In den eisigen Weiten der Antarktis hat auch die Rostocker Reederei F. Laeisz Spuren hinterlassen. In langjähriger Partnerschaft mit dem Alfred-Wegner-Institut (AWI) in Bremerhaven bereedert sie den Forschungseisbrecher „Polarstern“ und organisiert die technische Betreuung der deutschen Antarktis-Stationen „Neumayer“ und „Kohnen“. Der Rostocker Seemann Jens Köhler (52) hatte dort in den vergangenen Jahren sein Tätigkeitsfeld und unterstützt noch heute neben seinen vielfältigen Aufgaben als Seebetriebsrat die so genannten Feldkampagnen der AWI-Forscher.

So war er im Januar und Februar erneut im ewigen Eis unterwegs. Die Reise führte ihn und die weiteren Expeditionsteilnehmer um Prof. Olaf Eisen mit einer IL 76 von Kapstadt zur russischen Station „Nowolasarewskaja“ (Novo), von deren Flugpiste es dann mit einem kleineren Flieger weiter zur deutschen Neumayer-Station ging. Sie ist der Ausgangspunkt zu Voruntersuchungen für Eis- und Sedimentbohrungen, von denen sich die Forscher Aussagen vergangener Klimaprozesse erhoffen, die wiederum Aufschlüsse für bessere Zukunftsprognosen geben. Jens Köhler hatte für die technische und logistische Absicherung der Expedition zu sorgen.

Das Ziel der Expedition war, die günstigsten Stellen für die Bohrungen zu suchen. Mit Pisten-Bullys und weiteren Spezialfahrzeugen ging es vier Wochen hinaus, um Abschnitt um Abschnitt zu vermessen. Zum Konvoi gehört ein Versorgungstrakt mit Wohncontainer, Generator und Tankcontainer. Kernstück bildete ein so genannter Einviro-Vibrator mit einem eineinhalb Kilometer abrollbaren Streamer – ein Fahrzeug, dessen spezielle Technik den Geophysikern seismische Messdaten zur Untersuchung des Untergrunds vermittelt.

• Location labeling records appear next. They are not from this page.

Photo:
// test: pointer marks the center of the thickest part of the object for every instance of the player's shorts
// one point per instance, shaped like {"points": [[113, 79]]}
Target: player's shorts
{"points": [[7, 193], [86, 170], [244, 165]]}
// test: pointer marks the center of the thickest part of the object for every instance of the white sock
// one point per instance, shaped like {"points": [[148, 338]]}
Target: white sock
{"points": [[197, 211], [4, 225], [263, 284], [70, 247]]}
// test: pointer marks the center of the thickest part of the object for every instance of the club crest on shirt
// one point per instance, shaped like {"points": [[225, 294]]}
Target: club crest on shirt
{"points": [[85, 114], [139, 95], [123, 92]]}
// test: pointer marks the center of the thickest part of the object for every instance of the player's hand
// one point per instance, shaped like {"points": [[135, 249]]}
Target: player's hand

Dass alles einsatzklar war und funktionierte, dafür hatte der Rostocker zu sorgen. War etwas defekt, war es zu reparieren. Eine wichtige, aber eintönige Arbeit in den unendlich wirkend weißen Flächen, wo in der Ferne nur Pinguine das Treiben der Forscher beobachteten und lediglich ein Kurzbesuch der 40 Kilometer entfernten Neumayer-Station für Abwechslung sorgt. Der Arbeitstag bei sommerlichen Temperaturen um minus fünf bis zehn Grad endete jeweils mit einem gemeinsamen Abendessen und Gesprächen. Über Satelliten-Telefon wurden Brücken in die Heimat geschlagen. Geschlafen wurde im Wohncontainer oder in einem Zelt.

Als der antarktische Sommer dem Ende zuging, war auch die Arbeit des Feldcamps getan. Die Rückreise dauerte länger als geplant. Bei der russischen Station Novo herrschte Schlechtwetter und Forscher verschiedener Nationalitäten mussten dort gemeinsam einige Tage ausharren, ehe der Rückflug erfolgen konnte.

Daheim warteten bereits Aufgaben des Betriebsrates. Sein Stellvertreter, der Ingenieur Jens Grafe, hatte in seiner Abwesenheit dafür gesorgt, dass die Probleme der Seeleute des Unternehmens nicht auf Eis gelegt werden mussten. Das nächste Feldcamp ist bereits vorbereitet. Im Juli ruft eine weitere Expedition des AWI im Dienst der Klimaforschung in die Gletscherwelt Grönlands und Jens Köhler soll wieder für die technische Betreuung sorgen. Seine Frau Birte-Marie hat für seine Arbeit in den eisigen Welten Verständnis. Dort hatten sich beide übrigens auch einst kennengelernt. Sie ist Geophysikerin und hat ihm voraus, dass sie auch schon auf der Neumayer-Station überwintert hat.

Der gebürtige Rostocker, dessen Hobby übrigens das Segeln beim RSC 92 ist, begann seine seemännische Laufbahn 1981 bei der DSR, war auf Schiffen wie „Altenburg“ und „Peking“ im Einsatz, ehe er seit 1998 für die Reederei Laeisz vom Rostocker Haus der Schifffahrt aus die technische Betreuung der deutschen Antarktis-Station „Kohnen“ organisierte und schließlich selbst in Feldcamps im Einsatz war. 2015 trat er in die Fußstapfen von Peter Geitmann und Manfred Seyer als Seebetriebsrat.